Most estate planning attorneys take on the responsibility of holding their clients’ original wills and other documents. They do this for two reasons. First, they are often better equipped to keep the originals safe where they can be found when needed. Second, there’s the hope that when the time comes, the client’s family will return and engage the attorney or her firm to help probate the client’s estate. Many law firms see their file cabinets as goldmines, or at least as insurance that they’ll always have business in the future. This is especially the case, since many charge very low fees for preparing estate plans and higher fees for assisting with probate administration.
But this practice of holding original documents raises a number of questions that are seldom asked and answered. These include the following:
- How long must the law firm hold the original will? The answer is indefinitely, unless the firm and the client have another agreement. I started the predecessor firm of Margolis & Bloom in 1987, 33 years ago, and we still have some wills and other documents dating back three decades. We have to hold them secure, even though we have long lost track of the clients. Some years ago, we saw the light and we now have an agreement that we may dispose of original documents if we have not had contact with a client for 10 years, despite our efforts to reach out.
- Do lawyers have an obligation to find out when a client has died? The answer is no. In smaller towns, where the lawyer is likely to hear about a client’s death, they will let the family know that they hold the original documents. If lawyers do hear about a client’s death and are not retained to assist with the probate administration, they must file the will with the appropriate probate court within 30 days of the client’s death. However, absent knowledge of his death, they have no obligation to be searching death records for all their clients to find out if they’ve passed away.
- Must lawyers offer to hold original wills and other documents? No. And increasingly, lawyers are not offering this service. It turns out that it can be more trouble than it’s worth. We, for instance, have many fireproof safes holding original documents for clients we haven’t seen in decades. Not being in a small town and given that people move around a lot, often moving to be close to children and grandchildren in later years, few of these files will turn into future business. Increasingly, lawyers and law firms decide that they do not want to take on the liability and expense of storing original documents for their clients, especially as in all other ways, they are going paperless.

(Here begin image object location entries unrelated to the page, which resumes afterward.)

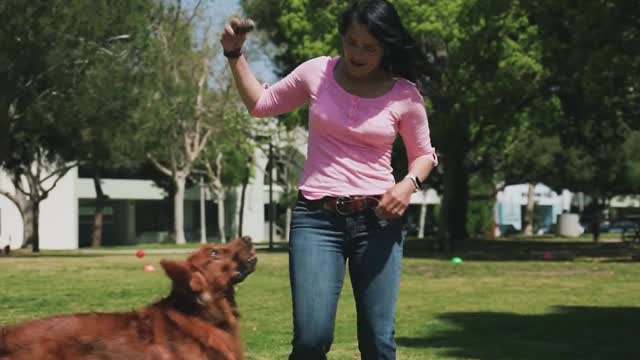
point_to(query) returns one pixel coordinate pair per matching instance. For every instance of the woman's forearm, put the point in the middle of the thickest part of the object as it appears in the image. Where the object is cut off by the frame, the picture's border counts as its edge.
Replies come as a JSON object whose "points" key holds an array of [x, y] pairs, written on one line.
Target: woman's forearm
{"points": [[421, 167], [246, 83]]}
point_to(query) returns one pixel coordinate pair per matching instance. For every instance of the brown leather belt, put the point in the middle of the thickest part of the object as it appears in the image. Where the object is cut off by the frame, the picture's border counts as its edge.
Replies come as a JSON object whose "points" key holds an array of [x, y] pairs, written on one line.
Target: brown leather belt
{"points": [[344, 205]]}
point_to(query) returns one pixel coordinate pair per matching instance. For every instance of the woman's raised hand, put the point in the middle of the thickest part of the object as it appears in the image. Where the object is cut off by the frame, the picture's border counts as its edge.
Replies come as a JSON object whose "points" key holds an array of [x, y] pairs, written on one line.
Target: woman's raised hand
{"points": [[235, 33]]}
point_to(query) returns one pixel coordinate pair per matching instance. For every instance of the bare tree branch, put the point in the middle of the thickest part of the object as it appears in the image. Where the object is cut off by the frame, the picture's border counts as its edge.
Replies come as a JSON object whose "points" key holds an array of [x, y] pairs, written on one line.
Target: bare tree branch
{"points": [[159, 166]]}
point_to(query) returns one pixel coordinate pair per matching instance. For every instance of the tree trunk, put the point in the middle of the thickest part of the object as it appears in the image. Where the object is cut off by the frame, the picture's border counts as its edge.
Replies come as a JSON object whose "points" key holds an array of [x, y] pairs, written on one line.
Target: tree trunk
{"points": [[36, 221], [287, 224], [455, 202], [528, 228], [98, 218], [178, 208], [422, 220], [245, 182], [221, 217], [203, 215], [26, 209]]}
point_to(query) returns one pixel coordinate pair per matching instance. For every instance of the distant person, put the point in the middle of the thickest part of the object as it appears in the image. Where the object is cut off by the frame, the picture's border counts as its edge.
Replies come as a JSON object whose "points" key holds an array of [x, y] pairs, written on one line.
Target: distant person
{"points": [[349, 205]]}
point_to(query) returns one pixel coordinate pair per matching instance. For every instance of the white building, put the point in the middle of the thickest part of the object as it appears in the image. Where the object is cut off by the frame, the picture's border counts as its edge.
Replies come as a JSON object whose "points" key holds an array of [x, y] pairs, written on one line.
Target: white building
{"points": [[511, 203], [139, 211]]}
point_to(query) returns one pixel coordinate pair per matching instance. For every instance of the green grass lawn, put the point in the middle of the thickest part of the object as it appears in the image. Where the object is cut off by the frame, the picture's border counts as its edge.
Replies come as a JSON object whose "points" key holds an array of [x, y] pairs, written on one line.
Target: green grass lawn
{"points": [[588, 308]]}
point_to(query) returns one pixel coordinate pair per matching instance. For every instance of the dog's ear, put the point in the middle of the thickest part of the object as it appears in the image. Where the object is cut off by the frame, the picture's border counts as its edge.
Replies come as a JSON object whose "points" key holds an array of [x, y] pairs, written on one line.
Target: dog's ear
{"points": [[178, 272], [197, 282]]}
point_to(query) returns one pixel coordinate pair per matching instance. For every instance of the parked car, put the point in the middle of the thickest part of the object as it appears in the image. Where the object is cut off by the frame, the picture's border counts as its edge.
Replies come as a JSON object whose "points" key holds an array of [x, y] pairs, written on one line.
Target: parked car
{"points": [[621, 226]]}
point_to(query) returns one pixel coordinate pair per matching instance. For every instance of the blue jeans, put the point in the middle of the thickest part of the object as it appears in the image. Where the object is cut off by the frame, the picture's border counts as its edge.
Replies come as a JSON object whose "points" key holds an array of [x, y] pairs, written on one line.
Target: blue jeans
{"points": [[320, 245]]}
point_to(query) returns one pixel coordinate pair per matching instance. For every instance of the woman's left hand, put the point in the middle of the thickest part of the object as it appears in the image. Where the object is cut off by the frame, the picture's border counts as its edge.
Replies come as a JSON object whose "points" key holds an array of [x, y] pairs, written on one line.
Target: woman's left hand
{"points": [[396, 200]]}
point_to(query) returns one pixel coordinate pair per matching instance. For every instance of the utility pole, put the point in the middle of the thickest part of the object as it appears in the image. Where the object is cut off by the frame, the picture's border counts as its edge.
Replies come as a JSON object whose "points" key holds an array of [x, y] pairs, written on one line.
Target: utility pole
{"points": [[271, 210]]}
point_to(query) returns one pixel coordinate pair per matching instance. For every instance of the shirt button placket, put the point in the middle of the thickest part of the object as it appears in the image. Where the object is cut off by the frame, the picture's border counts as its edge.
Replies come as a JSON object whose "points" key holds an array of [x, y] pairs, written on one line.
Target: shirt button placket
{"points": [[354, 107]]}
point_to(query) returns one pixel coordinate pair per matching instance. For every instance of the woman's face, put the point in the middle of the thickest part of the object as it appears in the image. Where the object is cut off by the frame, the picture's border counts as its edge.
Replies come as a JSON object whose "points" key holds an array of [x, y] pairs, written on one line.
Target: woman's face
{"points": [[362, 52]]}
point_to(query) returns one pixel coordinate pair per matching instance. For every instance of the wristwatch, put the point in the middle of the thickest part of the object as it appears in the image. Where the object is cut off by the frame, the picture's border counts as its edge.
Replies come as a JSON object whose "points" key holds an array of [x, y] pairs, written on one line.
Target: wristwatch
{"points": [[415, 180]]}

- What happens to original wills when a lawyer retires? If the lawyer is part of a bigger firm, the firm will continue to hold the original documents. But we’ve seen many solo practitioners move their will files to their garages, continuing to supply the originals when requested for as long as they can (except for the several months a year they’re in Florida). Ultimately, in these cases, the retired attorney passes away and his spouse or children discard the files if they can’t find another firm to take them on. When the partners of Russell, McTernan, McTernan & Fruci decided to retire a few years ago, they took the responsible step of getting in touch with us. They ultimately merged with Margolis & Bloom and we now hold their will files.
In our office, to limit the profusion of paper files, we now only store the original wills and an original durable powers of attorney for clients. Copies of other original documents, such as trusts and health care proxies, generally work as well as originals, so it’s less vital that we hold them for safekeeping. In fact, even wills are often less important than they were in the past as people avoid probate through trusts, beneficiary designations and joint ownership.